La carriera musicale di Francis M. Gri continua con grande prolificità e una sorprendente capacità di evoluzione e cambiamento. In questo 2016 è già al terzo album, dopo il progetto LYEF e il nuovo album della sua formazione storica dei Revglow. “Flow” è il suo quarto lavoro solista dopo “Home” (2011), “Ghost Dreamers Town” (2012) e “Dreamers Stories” (2014).
“Flow” segna una prova di grande prestigio per il musicista italo-svizzero capace di creare un’affascinante tessitura di ambient elettroacustico intimo e suggestivo. Sette brani che rappresentano un flusso minimale continuo di sentimenti ed emozioni. Un lavoro che ha nell’essenzialità la sua forza, nella semplicità la sua cifra. Delicatissimi arpeggi di chitarra, ancor più eterei di quelli dei Balmorhea, synth e note di piano appena sussurrate. Sorprende la ricerca continua del dettaglio sonoro, dei timbri giusti e dei suoni adatti per ogni brano; la semplicità, in questo caso, è sinonimo di precisione maniacale e quindi di grande complessità.

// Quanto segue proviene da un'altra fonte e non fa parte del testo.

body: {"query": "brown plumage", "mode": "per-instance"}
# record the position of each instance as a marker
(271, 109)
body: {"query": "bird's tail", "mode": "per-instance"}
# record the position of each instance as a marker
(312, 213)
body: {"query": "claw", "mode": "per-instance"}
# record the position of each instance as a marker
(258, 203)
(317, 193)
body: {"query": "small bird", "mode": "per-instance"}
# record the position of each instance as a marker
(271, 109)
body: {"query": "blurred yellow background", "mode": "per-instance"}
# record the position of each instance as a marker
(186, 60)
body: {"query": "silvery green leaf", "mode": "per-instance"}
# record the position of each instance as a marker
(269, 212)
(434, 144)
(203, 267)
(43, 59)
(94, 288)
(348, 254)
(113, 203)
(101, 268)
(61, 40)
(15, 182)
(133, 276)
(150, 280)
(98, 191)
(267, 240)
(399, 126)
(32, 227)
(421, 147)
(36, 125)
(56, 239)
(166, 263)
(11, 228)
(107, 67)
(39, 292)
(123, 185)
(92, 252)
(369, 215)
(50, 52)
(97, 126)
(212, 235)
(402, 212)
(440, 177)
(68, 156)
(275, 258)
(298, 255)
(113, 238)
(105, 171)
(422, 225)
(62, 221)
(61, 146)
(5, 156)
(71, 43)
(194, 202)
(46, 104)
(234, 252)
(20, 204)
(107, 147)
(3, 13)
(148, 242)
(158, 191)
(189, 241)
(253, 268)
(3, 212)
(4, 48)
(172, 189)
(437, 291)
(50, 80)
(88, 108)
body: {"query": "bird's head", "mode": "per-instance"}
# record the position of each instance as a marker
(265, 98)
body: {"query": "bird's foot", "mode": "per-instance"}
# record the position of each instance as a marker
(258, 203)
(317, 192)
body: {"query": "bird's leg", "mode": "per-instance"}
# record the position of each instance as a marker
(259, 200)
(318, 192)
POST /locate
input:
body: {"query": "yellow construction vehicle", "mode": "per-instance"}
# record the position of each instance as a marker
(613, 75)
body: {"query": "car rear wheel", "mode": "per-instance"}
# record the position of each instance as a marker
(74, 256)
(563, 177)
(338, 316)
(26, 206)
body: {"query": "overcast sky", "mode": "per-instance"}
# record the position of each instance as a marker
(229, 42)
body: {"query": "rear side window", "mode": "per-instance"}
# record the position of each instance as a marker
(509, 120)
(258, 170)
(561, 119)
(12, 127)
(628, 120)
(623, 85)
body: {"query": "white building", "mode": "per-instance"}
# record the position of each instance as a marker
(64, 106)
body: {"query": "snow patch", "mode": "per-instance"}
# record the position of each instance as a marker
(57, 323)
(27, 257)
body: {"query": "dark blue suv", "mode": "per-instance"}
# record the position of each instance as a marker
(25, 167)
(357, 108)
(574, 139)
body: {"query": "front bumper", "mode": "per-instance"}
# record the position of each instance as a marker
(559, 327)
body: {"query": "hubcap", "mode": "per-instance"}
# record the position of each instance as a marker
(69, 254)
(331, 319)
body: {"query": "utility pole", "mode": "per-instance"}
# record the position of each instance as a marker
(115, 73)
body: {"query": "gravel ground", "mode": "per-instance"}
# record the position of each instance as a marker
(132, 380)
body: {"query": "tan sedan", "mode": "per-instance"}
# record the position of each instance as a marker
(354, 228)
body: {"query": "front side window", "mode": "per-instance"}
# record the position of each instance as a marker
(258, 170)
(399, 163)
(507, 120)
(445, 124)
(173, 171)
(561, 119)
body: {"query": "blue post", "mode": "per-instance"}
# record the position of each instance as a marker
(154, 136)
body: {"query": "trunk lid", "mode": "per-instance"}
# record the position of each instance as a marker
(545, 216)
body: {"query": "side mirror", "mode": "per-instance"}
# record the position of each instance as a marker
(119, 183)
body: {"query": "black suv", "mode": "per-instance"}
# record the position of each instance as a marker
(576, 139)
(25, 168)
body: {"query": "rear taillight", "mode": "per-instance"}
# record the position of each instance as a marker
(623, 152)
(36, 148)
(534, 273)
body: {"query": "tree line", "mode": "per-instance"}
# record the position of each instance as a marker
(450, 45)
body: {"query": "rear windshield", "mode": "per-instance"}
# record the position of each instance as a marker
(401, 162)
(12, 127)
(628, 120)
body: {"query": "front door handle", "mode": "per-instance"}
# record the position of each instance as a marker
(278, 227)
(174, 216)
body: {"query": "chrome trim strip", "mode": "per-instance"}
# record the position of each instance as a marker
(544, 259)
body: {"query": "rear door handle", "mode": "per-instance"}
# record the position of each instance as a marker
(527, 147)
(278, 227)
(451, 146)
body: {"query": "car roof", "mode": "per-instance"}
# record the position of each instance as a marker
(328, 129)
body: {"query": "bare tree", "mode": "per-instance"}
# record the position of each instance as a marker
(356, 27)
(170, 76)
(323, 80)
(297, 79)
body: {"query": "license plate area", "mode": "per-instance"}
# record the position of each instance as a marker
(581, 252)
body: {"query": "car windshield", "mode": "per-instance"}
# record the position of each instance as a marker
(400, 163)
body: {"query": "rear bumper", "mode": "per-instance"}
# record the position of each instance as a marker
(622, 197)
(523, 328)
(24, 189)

Le doti introspettive dell’autore in brani come “Swell” – undici minuti dilatati con sole pochissime note di piano a infrangere il sottofondo di synth – o “Morning” – tanto eterea da rasentare l’incosistenza di un sogno, a metà tra Popol Vuh e Sigur Ros – sono notevolissime. Come anche l’ingresso della chitarra acustica (“Flutter”, “Low”) non fa perdere nulla del moodprecedente. “Memories”, interamente elettronica, rappresenta perfettamente semplicità e ricercatezza, un’ermetica poesia sintetica con potenzialità cinematiche; “Time” scandisce il battito del tempo grazie a leggerissimi ritmi dub. I dieci minuti di “Stiil Rain” chiudono con atmosfere autunnali e riflessive.
“Flow” è il lavoro più minimale mai prodotto da Francis M. Gri ed è, al momento, quello più maturo e compiuto, vera perla dell’elettroacustica contemporanea.